Un mois de tensions, de disputes juridiques et une relation détruite. Tout cela à cause d'une carte à gratter qui ne valait en fait... rien.
La confirmation, rapportée par «TGcom24», est venue de l'Agence des douanes et des monopoles après un contrôle de routine d'un coupon qui avait déclenché une guerre entre petits amis à Carsoli, dans la province de L'Aquila.
L'erreur était banale, mais aura été coûteuse sur le plan émotionnel. La femme avait lu un 13 là où il y avait un 43, et c'est justement ce chiffre qui manquait pour compléter la combinaison gagnante de 500 000 euros.

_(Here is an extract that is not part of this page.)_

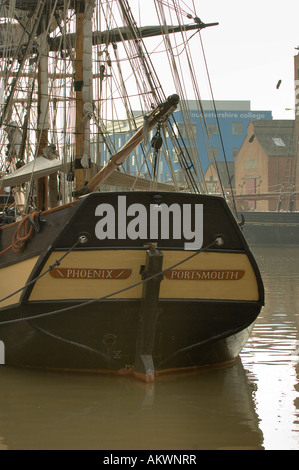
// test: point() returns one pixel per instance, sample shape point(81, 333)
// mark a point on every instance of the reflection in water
point(272, 353)
point(213, 409)
point(251, 405)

Si elle avait rayé complètement la case supérieure du numéro, elle aurait évité tout ce qui s'en est suivi.
Tout a commencé le 8 mars, à l'occasion de la Journée de la femme. L'homme avait offert à sa compagne un cadeau spécial: une carte à gratter. Le couple a gratté le ticket ensemble au bar, avec l'accord explicite de partager les gains éventuels.

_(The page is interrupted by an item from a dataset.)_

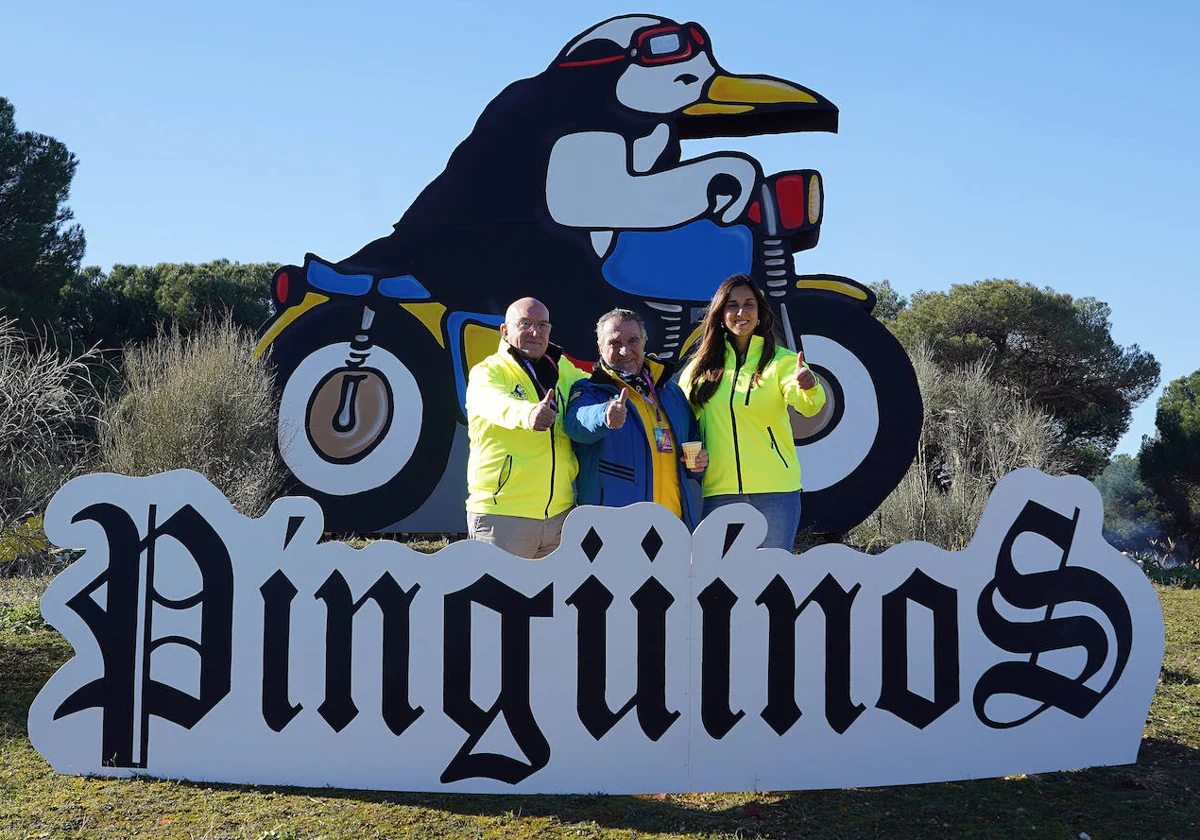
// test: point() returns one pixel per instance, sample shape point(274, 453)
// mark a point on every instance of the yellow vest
point(745, 430)
point(511, 469)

Les chiffres semblaient être les bons : 47, 29, 50 et ce fameux 13 qui, pourtant, ne l'était pas. La femme a fêté cela avec son ami, puis a demandé confirmation au barman. Lui aussi a mal lu le numéro et a confirmé le gain du jackpot.
À ce moment-là, la femme a pris une décision radicale. Elle a disparu, déposé le billet à la banque et s'est évanouie dans la nature. Son ami, avec qui elle vivait depuis peu, s'est adressé à la «Guardia di Finanza» pour clarifier la situation.
Pour les gains importants, la procédure veut que les billets soient soit déposés à la banque, soit envoyés au bureau des prix à Rome pour les vérifications nécessaires. C'est précisément cette étape qui a tout changé.
Les agents de l'Agence des douanes et des monopoles ont gratté correctement le carré et ont découvert la vérité. Le billet valait... zéro euro. L'expertise a mis fin automatiquement à tout litige. Pas d'argent à partager, pas de bataille juridique.
Pour le couple, qui jusqu'au 8 mars semblait très uni, il n'y a pas de vérification officielle qui puisse réparer la relation. L'Agence des monopoles peut confirmer ou infirmer les gains, mais ne peut rien faire pour les relations gâchées... par un billet de loterie.